46 Can We Apply the Hallmarks of Creativity to Computers?
We’ve seen that computers can already be said to exhibit a form of introspection, mulling over data as they work on a problem. They also focus, persevere, and are not afraid to make mistakes—qualities built into their systems. But what of the other hallmarks of creativity and marks of genius?
The Need to Know Your Strengths
For us, knowing our strengths is essential to prevent wasting our time on intellectual pursuits for which we are not suited. Einstein focused on physics despite his interest in mathematics, realizing he did not have the sense for what was a fundamental problem in it, and Heisenberg opted for physics rather than a career as a concert pianist.
Computers have the whole world of knowledge at their disposal through scanning the web and therefore have absolutely no limits. Embodiment—when computers can be installed as the brains of robots—will enable them to accumulate emotional experiences, too.
The Need to Beg, Borrow, or Steal Great Ideas, and the Need for Collaboration and Competition
AlphaGo Zero defeated AlphaGo by one hundred games to nil, while AlphaZero defeated all extant chess programs. This was a battle of programs in which the computers reacted automatically to each other.
But what if we built computers that wanted to outdo each other? Suppose a computer called A was composing a piece of music and became aware of another, B, doing something similar, perhaps as a result of communication between the machines or because one published its early efforts on a blog.
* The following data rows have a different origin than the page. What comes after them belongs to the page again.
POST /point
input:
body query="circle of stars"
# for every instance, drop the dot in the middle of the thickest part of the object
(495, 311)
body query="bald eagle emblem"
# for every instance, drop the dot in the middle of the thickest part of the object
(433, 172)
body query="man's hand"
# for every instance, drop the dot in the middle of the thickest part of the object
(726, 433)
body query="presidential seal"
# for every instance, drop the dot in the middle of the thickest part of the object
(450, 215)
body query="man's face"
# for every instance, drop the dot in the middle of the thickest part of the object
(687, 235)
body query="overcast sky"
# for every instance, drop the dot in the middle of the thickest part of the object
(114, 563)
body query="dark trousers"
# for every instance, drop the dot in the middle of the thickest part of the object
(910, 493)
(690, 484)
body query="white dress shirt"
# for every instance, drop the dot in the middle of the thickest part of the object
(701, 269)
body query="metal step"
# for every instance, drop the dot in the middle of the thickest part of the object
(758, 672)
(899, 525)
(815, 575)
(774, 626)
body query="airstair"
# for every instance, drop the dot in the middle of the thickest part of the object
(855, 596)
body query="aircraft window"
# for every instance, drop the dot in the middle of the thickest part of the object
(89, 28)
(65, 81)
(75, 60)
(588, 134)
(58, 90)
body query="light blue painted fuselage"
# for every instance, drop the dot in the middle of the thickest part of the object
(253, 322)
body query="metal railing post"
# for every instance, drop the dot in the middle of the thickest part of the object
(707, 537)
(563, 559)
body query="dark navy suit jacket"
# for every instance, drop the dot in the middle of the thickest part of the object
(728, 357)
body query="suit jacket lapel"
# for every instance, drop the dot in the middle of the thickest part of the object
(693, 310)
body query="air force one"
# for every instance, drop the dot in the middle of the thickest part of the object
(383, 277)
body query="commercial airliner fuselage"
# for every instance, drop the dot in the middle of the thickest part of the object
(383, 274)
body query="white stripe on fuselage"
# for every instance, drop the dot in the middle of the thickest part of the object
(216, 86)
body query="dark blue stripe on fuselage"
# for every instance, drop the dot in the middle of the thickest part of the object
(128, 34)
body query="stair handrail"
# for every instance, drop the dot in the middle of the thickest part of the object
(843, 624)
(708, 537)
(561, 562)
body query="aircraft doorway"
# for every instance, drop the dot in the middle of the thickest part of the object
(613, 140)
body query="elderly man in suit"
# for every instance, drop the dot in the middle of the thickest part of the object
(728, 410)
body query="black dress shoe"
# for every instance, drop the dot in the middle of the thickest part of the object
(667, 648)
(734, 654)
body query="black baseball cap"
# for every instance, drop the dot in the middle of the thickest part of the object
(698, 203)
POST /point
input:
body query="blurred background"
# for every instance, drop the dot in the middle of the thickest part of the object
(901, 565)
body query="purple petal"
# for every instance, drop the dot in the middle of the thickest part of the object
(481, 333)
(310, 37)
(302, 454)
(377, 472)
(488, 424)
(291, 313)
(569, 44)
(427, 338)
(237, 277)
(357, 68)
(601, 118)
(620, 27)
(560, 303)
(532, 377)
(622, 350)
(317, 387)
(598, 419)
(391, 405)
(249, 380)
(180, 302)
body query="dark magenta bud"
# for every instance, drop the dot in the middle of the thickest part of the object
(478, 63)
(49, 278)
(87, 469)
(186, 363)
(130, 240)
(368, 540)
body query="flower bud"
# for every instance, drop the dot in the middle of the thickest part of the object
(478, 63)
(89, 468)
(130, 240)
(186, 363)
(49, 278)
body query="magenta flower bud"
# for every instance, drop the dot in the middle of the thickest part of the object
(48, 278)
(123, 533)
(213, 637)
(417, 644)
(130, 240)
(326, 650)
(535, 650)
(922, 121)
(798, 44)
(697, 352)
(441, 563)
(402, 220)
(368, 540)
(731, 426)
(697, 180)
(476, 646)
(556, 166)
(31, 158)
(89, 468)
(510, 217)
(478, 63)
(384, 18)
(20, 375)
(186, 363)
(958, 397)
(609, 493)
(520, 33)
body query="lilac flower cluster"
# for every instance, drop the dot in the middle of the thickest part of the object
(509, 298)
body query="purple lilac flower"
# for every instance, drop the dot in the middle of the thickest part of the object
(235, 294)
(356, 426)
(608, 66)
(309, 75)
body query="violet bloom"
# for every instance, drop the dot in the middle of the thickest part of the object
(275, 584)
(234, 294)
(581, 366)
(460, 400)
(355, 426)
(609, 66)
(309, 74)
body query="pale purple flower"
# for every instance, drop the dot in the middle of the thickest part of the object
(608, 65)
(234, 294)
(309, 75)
A might see this as a game that it wanted to win and might steal ideas from B’s preliminary compositions to advance the state of its own, just as we might. It’s a Darwinian world out there, for us and for machines.
This is not as theoretical as it sounds. Scientists have already carried out a competition like this, setting robots against each other, in the laboratory. The robots are tiny s-bot robots that move on two treads, with a six-inch-diameter structure like a hockey puck on top that holds devices for visually signaling to other robots with light. They are controlled with neural networks.
Groups of robots set about a foraging task and exchange colored signals depending on whether they encounter “food” or “poison.” The internal structure of their neural networks forms their genomes, which quickly evolve over five hundred generations in a population of one thousand robots, depending on how successful they are in gathering food. The most successful groups evolve deceptive communication strategies to ward off unrelated robots—robots with different genomes—thereby enabling their own colonies to continue to evolve. Even among robots, there is survival of the fittest.93
The Need to Focus and Not Be Afraid to Make Mistakes
Computers are not afraid to make mistakes. They don’t become discouraged. They just start over again and again. For example, Simon Colton’s The Painting Fool assesses its work and begins again if dissatisfied with the portrait it has painted.
The Need to Thrive on Ambiguity and the Need for Experience and Suffering
As we have discussed, these qualities are yet to come. But there are already researchers like Rosalind Picard working on developing computers that can empathize with human feelings and even have feelings themselves.
The Ability to Discover the Key Problem and to Spot Connections
These are two marks of genius I identified earlier. But how do they apply to computers? Computers think, but in a way very different from how we think. An artificial neural network understands the world in terms of numbers, which is how it encodes incoming information. Working in a particular field such as physics, it can scan every research paper and spot a flaw or a gap in the current attempts at problem solving. If it then turns to the problem itself, it may conclude that this problem is not as fundamental as it first appeared.
The computer might parse out the problem, focusing on a particular aspect just as, in Einstein’s day, scientists sought a theory of the electron. Only Einstein realized that they were all working on the wrong problem. They had still to elucidate the basic concepts of physics—the nature of space and time. To confront this entirely different problem, Einstein had to tap into branches of physics that apparently had nothing to do with space and time—such as thermodynamics, in which the basic statements have to be accepted without proof—to come up with his theory of relativity.
Computers will have to make the same leaps of judgement. After identifying a new problem, the computer mulls it over—employing unconscious thought—running through different possibilities until illumination strikes. Artificial neural networks employ information encoded in numbers, which puts them in the perfect position to do so. They can home in on similarities between disciplines and seek out connections between, for example, unrelated works of art, as exemplified in Mario Klingemann’s X Degrees of Separation.
Computers can work in the same way in the fields of physics, art, literature, or music. All these are problem-oriented and have rules for proceeding. Sometimes artists break the rules, such as when Picasso depicted all perspectives simultaneously, when writers use words to make pictures in concrete poetry, and in twelve-tone music and the atonal works of Stockhausen and Xenakis. If they are ever to be deemed truly creative, computers will have to do so too.
Ahmed Elgammal is already working on this with his creative adversarial network, primed to invent new styles and break with the past. Future computers might scan the scores of many genres of music, identifying similarities and differences, and then evolve a whole new genre. For this, an AI system that mixes artificial neural networks with symbolic artificial intelligence along the lines of a newly structured Flow Machine might create intriguing variations on existing styles.
A whole new future is opening before us: not one to fear, but one to look forward to with anticipation, in which machines work together with us to enrich our lives with new forms of art, literature, music, and much else.